Em compensação, a modalidade de crédito consignado disparou. A alta de 32,9% nas concessões do mês comparativamente a dezembro último foi puxada pelos aposentados do INSS, que registraram incremento de 57%.

A liberação de dinheiro nessa modalidade de crédito também foi maior para os trabalhadores do setor privado (alta de 38,6% no mês) e da área pública (22,3%).

Para o chefe do Departamento do Banco Central, Túlio Maciel, a alta no consignado está vinculada ao fato de janeiro ser um período de gastos das famílias com material escolar e pagamento de impostos, após as despesas das festas de fim de ano.

No entanto, o desembolso de R$ 11,3 bilhões no mês passado em empréstimos consignados representa alta de 30,5% em relação a janeiro de 2012, quando o orçamento das famílias sofreu influência dos mesmos gastos.

Já a queda na liberação de crédito para compra de veículo no mês passado é atribuída pelo BC ao fato de os descontos de impostos concedidos pelo governo terem sido reduzidos. "Esse foi o primeiro mês de redução do desconto do IPI (Imposto sobre produto industrializado)", destacou Maciel.
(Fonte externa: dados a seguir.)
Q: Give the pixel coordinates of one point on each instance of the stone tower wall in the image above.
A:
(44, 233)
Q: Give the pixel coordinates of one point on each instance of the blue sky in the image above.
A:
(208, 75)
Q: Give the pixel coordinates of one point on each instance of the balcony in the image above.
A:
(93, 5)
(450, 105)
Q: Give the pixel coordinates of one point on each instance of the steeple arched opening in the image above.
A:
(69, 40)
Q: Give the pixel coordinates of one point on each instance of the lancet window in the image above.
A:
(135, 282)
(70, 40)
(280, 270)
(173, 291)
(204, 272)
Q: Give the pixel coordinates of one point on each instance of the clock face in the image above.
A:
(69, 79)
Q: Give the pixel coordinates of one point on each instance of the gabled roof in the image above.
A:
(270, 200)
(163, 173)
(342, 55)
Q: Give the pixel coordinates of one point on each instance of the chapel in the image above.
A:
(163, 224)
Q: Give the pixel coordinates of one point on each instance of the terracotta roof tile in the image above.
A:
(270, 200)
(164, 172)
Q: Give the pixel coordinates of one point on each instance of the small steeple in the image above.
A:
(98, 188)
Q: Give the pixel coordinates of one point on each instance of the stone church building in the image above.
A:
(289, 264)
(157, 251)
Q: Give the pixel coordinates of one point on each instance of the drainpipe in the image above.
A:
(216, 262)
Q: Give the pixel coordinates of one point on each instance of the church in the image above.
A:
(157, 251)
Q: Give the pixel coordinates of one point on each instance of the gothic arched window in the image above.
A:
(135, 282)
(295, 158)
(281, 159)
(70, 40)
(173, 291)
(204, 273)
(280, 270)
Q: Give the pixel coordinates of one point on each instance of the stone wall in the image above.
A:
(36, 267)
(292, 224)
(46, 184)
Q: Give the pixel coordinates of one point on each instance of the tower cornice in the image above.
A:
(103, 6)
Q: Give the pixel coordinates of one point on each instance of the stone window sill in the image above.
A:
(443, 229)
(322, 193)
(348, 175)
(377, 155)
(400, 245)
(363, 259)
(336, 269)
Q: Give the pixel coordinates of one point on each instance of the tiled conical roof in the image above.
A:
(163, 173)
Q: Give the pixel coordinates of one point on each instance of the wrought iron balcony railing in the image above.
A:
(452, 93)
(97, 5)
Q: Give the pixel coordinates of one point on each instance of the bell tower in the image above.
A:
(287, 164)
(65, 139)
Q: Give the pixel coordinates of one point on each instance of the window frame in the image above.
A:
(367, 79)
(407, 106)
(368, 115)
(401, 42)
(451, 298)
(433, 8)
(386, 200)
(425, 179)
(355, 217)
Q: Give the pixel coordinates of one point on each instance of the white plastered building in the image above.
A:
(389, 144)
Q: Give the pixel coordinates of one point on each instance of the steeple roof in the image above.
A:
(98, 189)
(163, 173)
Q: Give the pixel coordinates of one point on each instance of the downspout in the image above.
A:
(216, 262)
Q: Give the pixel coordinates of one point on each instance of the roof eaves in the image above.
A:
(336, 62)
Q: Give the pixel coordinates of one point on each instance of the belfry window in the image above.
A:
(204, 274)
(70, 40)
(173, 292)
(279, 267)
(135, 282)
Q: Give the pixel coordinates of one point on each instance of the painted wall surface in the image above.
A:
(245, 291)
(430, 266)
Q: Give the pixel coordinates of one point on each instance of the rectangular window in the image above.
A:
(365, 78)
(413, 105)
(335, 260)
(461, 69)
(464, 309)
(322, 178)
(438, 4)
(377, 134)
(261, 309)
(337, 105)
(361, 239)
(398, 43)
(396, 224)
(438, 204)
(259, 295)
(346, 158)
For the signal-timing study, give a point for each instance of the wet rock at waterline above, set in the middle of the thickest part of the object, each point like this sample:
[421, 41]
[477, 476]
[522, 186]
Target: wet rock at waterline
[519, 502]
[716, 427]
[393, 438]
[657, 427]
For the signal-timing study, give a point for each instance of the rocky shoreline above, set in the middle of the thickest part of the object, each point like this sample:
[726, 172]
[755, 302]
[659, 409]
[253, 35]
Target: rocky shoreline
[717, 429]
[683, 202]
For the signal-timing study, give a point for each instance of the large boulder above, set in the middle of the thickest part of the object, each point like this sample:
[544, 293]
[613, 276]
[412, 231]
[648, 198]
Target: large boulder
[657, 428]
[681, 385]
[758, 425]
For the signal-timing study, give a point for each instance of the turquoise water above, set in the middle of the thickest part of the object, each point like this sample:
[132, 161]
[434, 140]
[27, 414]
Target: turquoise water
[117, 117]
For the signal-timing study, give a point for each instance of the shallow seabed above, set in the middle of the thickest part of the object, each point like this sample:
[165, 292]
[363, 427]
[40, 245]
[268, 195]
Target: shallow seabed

CHEQUE ESPECIAL - Ao mesmo tempo em que recorreram ao consignado, modalidade que costuma ter menor custo, as famílias brasileiras também aumentaram o uso do cheque especial. Umas das alternativas de crédito mais cara do mercado teve alta de 4,4% nos desembolsos do mês. A liberação de recursos nessa modalidade somou R$ 26,1 bilhões.

Outra opção cara para empréstimos, o cartão de crédito apresentou queda de cerca de R$ 6 bilhões nas concessões do mês para compras com pagamento à vista. Já para as parceladas e para crédito rotativo, que são mais caras, apresentaram elevação moderada.

RENEGOCIAÇÕES - As renegociações de dívidas dentro de uma mesma instituição financeira também estão em baixa neste início de ano. Apesar de a inadimplência continuar elevada. Em janeiro o volume de recursos liberado pelos bancos às pessoas físicas por conta de renegociação de dívida foi de R$ 2,5 bilhões, valor 3,9% menor do que em dezembro.

SALDO - Em janeiro, o total de crédito concedido pelos bancos às empresas e pessoas físicas somou R$ 2,367 trilhões, praticamente estável em relação a dezembro. O valor equivale a 53,2% da produção nacional medida pelo PIB e é menor do que os 53,6% verificados em dezembro último.

Tanto bancos públicos quanto privados começaram 2013 com variação pequena no saldo das carteiras de crédito. Enquanto as instituições oficias, entre elas Banco do Brasil e Caixa Econômica Federal, elevaram em apenas 0,5% o estoque de empréstimos concedidos, os bancos privados nacionais registraram queda de 0,1%. Os privados estrangeiros, porém, registraram recuo de 1,2% no estoque de crédito no mês passado.